Venting
I just hate my life right now and I feel so guilty about it.
I have a perfect little 6 week old baby girl. I also have an amazing 3 year old son.
But I just can't face being with either of them for any length of time, it feels like too much.
I find myself wishing my newborn would just nap all day, and wishing it was bedtime for my son.
I just wish the time away constantly because I get no time to myself. I don't get any time to relax, to do any hobbies, to watch TV.
Even if I do get a small stretch of time to do any of these things (usually in the evening after 3yo is in bed and newborn is napping) I'm still feeling so uptight because my baby could wake at any moment and then the cycle starts of trying to feed her, burp her, and keep her happy until she falls back asleep again, and getting her back to sleep is just getting harder and harder.
I just want to leave the house.

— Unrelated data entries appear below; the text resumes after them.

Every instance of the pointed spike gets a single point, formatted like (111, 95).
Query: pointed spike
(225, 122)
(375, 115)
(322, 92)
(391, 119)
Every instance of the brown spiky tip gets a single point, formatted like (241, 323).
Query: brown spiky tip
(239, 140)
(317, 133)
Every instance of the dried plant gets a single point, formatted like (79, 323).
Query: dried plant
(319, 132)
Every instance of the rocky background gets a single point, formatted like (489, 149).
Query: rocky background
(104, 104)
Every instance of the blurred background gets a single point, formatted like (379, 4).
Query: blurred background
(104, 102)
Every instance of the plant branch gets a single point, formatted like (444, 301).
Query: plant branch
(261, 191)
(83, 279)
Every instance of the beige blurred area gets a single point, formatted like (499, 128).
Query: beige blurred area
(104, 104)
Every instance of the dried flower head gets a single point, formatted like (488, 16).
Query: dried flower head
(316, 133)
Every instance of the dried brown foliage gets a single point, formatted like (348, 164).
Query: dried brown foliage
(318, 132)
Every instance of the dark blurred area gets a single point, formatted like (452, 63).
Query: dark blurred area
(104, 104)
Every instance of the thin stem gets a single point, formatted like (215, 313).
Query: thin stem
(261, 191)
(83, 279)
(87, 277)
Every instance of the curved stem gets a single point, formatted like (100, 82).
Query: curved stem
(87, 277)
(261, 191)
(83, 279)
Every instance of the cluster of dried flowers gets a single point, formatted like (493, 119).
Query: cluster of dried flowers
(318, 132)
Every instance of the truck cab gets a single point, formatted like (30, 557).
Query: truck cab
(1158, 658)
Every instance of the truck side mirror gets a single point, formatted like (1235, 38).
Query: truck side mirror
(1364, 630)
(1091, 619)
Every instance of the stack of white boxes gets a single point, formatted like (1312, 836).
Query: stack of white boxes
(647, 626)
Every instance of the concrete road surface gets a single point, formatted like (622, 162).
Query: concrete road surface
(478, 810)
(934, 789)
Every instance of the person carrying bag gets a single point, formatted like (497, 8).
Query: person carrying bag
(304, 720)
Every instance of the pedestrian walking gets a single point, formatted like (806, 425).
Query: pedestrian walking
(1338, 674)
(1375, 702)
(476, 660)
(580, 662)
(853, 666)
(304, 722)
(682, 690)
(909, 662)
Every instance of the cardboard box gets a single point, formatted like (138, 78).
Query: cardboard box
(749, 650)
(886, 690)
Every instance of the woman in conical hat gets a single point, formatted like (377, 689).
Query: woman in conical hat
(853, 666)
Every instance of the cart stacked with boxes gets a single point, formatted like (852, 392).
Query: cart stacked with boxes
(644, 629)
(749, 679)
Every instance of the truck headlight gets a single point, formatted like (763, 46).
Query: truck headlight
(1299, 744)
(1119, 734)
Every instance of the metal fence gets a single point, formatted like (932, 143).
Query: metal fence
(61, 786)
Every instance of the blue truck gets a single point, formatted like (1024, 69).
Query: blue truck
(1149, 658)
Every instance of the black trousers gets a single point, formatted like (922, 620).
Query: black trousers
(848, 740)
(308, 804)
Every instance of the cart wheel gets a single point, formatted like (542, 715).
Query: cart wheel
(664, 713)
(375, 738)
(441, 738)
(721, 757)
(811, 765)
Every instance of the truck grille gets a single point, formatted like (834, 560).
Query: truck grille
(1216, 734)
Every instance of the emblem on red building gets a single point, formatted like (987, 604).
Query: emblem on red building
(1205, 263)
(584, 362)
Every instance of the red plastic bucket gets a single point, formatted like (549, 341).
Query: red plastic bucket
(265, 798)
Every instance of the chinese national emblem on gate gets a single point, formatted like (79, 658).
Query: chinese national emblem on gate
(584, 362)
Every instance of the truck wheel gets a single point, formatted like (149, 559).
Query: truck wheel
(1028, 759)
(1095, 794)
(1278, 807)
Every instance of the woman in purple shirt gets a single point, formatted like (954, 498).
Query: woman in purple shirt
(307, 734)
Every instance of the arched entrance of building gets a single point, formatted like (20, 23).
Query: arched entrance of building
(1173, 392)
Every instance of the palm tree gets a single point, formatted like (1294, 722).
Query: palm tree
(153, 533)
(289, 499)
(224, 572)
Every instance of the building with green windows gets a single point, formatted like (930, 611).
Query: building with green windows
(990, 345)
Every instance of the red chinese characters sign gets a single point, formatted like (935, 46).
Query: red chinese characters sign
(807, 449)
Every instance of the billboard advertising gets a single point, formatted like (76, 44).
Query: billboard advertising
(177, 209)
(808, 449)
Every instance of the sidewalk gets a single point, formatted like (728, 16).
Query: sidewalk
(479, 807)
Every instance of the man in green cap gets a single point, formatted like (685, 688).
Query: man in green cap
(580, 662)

Its nearly midnight and I haven't been out today, I haven't left the house properly for days now. I feel so claustrophobic.
My husband helps me immensely, he takes them both every morning so I can sleep until noon because I don't sleep at night. At all. Not a single minute. So I sleep from 6am - 12pm instead. He is so good with the kids, he doesn't need asked to do things for them like some dad's do, I know its bare minimum but I do feel lucky.

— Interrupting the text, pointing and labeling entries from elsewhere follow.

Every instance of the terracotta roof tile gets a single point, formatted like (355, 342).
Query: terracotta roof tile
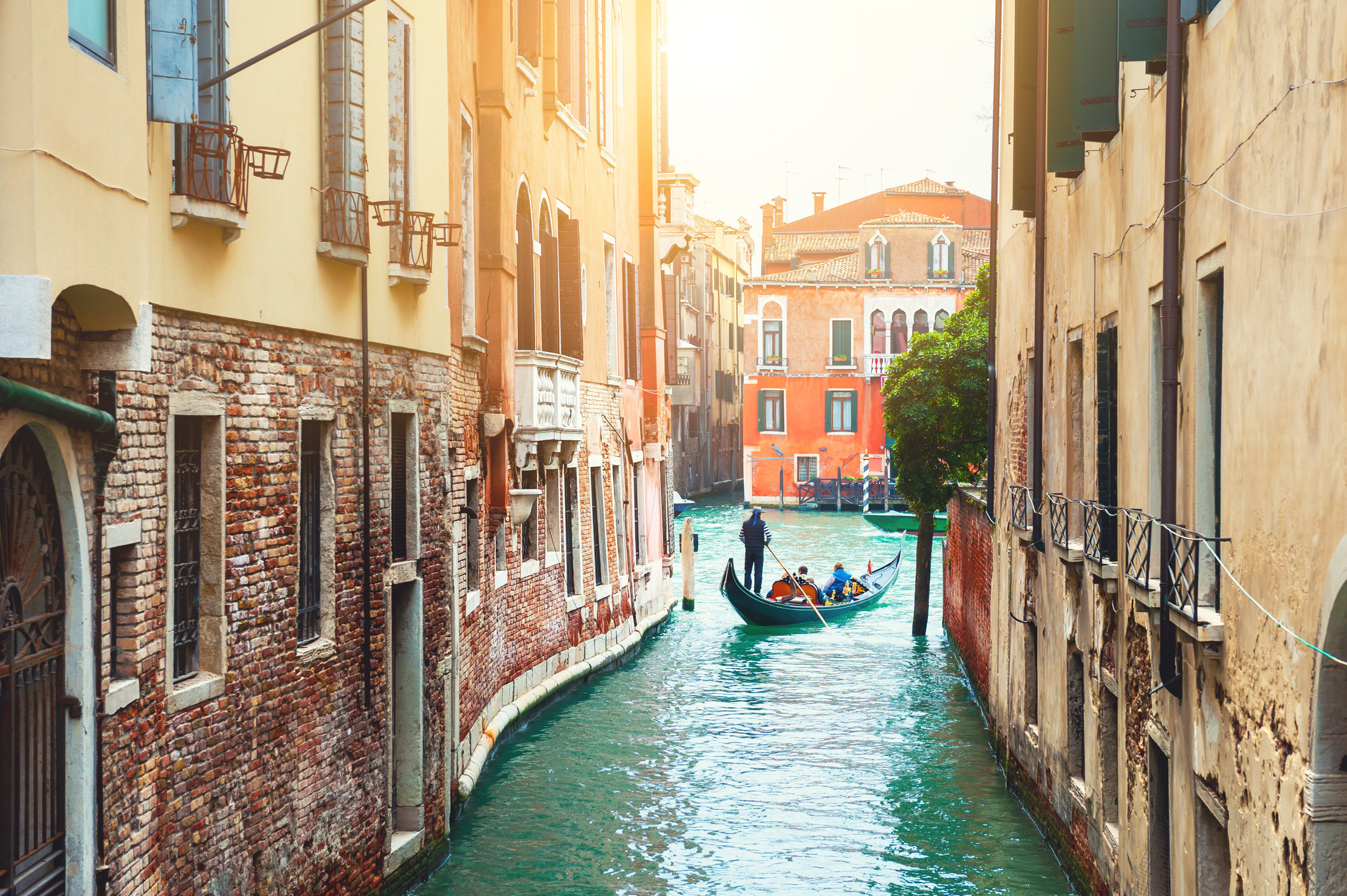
(926, 187)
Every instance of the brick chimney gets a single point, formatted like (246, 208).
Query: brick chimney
(768, 224)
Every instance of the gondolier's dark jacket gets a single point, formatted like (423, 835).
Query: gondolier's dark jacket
(755, 534)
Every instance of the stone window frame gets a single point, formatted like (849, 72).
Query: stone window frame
(326, 645)
(209, 681)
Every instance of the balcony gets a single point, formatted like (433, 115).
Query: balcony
(875, 366)
(547, 414)
(345, 227)
(212, 176)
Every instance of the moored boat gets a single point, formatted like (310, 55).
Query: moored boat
(761, 610)
(899, 522)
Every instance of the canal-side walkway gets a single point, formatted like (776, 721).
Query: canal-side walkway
(733, 760)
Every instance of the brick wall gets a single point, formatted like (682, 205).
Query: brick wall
(967, 584)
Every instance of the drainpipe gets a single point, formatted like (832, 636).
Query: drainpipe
(992, 271)
(1040, 243)
(364, 485)
(1169, 324)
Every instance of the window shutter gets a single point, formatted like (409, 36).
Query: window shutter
(173, 61)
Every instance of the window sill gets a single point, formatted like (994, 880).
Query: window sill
(418, 278)
(120, 694)
(315, 651)
(217, 214)
(204, 686)
(345, 254)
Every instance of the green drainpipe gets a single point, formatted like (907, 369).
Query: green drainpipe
(58, 409)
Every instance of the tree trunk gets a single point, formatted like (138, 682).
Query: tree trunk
(922, 598)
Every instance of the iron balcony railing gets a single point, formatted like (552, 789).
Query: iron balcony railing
(1138, 531)
(1059, 519)
(345, 219)
(1020, 507)
(1184, 562)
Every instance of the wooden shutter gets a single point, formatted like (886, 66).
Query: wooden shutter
(1141, 30)
(571, 291)
(1066, 148)
(550, 282)
(1094, 84)
(173, 65)
(524, 283)
(1024, 115)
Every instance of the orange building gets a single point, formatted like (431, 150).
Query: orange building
(821, 326)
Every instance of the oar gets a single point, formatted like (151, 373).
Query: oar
(798, 584)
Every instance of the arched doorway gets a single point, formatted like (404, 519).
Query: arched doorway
(32, 658)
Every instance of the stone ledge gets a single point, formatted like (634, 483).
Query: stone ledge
(204, 686)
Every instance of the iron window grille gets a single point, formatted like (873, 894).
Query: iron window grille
(1020, 507)
(1138, 532)
(186, 553)
(1059, 518)
(310, 531)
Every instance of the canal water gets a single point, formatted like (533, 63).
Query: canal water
(727, 759)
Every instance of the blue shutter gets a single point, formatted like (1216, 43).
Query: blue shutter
(173, 61)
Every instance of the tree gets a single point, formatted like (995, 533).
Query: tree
(935, 410)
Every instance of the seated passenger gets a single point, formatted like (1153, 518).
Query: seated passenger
(837, 583)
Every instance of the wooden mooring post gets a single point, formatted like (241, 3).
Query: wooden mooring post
(689, 567)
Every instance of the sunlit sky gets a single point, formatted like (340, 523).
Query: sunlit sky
(760, 86)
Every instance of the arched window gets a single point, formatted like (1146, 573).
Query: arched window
(941, 258)
(526, 305)
(879, 334)
(877, 259)
(899, 333)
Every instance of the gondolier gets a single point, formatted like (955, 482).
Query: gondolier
(756, 537)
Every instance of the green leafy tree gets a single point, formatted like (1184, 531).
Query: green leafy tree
(935, 410)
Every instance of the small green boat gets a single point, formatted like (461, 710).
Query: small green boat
(899, 522)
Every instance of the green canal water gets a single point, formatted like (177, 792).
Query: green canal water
(726, 759)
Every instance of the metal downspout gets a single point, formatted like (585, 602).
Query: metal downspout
(1040, 243)
(1169, 324)
(992, 271)
(364, 484)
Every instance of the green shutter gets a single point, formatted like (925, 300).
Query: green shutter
(1066, 148)
(1141, 30)
(1025, 116)
(1096, 82)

He's not at work at the moment so it's the 4 of us all day every day and I should be so grateful but I still just feel so overwhelmed and sad. I just want him to take the kids so I can run away. But I don't want to run away permanently. Idk, I just don't feel happy when I know I should be. I should be so happy, I have it so easy with my husband being off work, I know. But it doesn't feel like I get any more time to myself. I'm always needed for something and always managing something in the house.